National Cable Telecommunications Ass'n v. Brand X Internet Services, ___ U.S. ___, 125 S.Ct. 2688 (2005).
Chevron U.S.A. Inc. v. National Resources Defense Council, 467 U.S. 837, 104 S.Ct. 2778 (1984).
The one consistent thread in the decisions dealing with whether an action is "remedial" or "removal" in nature is that "removal actions generally are immediate or interim responses, and remedial actions generally are permanent responses." California v. Neville, 358 F.3d 661, 667 (9th Cir. 2004), quoting Geraghty Miller, Inc. v. Conoco, Inc., 234 F.3d 917, 926 (5th Cir. 2000). See also Carson Harbor Village, Ltd. v. Unocal Corporation, 287 F.Supp.2d 1118, 1158 (C.D. Cal. 2003) (property owner's cleanup of tar-like and slag materials was "remedial action" because there was no evidence that the materials posed the type of threat to human health and welfare that required immediate action); Advanced Micro Devices, Inc. v.
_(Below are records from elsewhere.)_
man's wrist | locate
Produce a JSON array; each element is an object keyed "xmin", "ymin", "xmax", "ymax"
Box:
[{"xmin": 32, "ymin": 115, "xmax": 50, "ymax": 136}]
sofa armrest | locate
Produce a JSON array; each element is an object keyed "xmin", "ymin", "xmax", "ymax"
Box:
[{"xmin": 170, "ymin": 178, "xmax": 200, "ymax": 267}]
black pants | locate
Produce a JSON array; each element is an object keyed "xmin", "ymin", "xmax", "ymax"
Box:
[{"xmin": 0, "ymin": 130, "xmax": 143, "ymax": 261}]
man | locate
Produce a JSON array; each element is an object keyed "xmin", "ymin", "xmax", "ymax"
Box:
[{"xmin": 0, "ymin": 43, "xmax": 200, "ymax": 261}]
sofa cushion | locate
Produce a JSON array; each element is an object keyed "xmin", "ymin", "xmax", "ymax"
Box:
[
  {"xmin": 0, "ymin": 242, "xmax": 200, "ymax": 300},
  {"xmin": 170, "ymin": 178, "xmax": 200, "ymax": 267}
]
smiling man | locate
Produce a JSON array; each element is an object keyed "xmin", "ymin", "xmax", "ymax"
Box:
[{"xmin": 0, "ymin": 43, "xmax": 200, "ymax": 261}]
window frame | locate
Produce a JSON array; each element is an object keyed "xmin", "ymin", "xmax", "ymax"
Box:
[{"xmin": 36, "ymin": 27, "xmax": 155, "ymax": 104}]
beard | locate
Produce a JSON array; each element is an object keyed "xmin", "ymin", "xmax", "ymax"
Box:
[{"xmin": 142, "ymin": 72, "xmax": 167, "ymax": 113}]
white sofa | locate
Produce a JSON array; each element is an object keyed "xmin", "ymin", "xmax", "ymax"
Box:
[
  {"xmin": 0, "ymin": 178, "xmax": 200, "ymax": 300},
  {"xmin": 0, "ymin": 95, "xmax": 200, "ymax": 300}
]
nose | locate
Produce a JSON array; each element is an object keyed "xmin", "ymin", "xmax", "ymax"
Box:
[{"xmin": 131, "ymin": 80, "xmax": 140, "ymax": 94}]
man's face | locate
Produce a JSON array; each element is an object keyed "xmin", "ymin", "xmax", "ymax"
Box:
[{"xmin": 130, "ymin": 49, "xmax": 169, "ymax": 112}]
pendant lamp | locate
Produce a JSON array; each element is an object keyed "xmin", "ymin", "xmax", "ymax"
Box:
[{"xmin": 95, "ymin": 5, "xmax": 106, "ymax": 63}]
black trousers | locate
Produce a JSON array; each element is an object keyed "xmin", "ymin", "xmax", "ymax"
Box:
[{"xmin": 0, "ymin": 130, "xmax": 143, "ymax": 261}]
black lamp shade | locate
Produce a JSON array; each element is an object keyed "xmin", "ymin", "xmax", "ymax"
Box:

National Semiconductor Corp., 38 F.Supp.2d 802, 810 (N.D. Cal. 1999) (removal actions are "short-term action[s] taken to halt the immediate risks posed by hazardous wastes"); Channel Master Satellite Systems, Inc. v. JFD, 748 F.Supp. 373, 385 (E.D.N.C. 1990) ("The courts have consistently found that the removal category was to be used in that limited set of circumstances involving a need for rapid action, while non-urgent situations are to be addressed as remedial actions").
Citing Neville, the United States asserts the proposed plan is part of the "'removal' since it involves continuation of the process begun with the RI/FS (Remedial Investigation/Feasibility Study), of identifying and selecting the permanent remedy." "Simply put," says the United States, "the proposed plan is not the permanent remedy; it is an interim step in the process of defining the permanent remedy." As such, the United States contends that a proposed plan could never be anything other than a "removal" action because it is not "consistent with permanent remedy taken." It is true that in Neville, the Ninth Circuit Court of Appeals declared that for an action to be "'consistent with permanent remedy,' a permanent remedy must already have been adopted" and that "[n]either party can know for sure whether a given action is consistent with permanent remedy until that permanent remedy is determined." 358 F.3d at 667. In Neville, "as in most cases, the permanent remedy was selected when the final RAP [remedial action plan] was approved." Id. Accordingly, the court of appeals held that "initiation of physical on-site construction of the remedial action can only occur after the remedial action" is adopted. Id. at 671.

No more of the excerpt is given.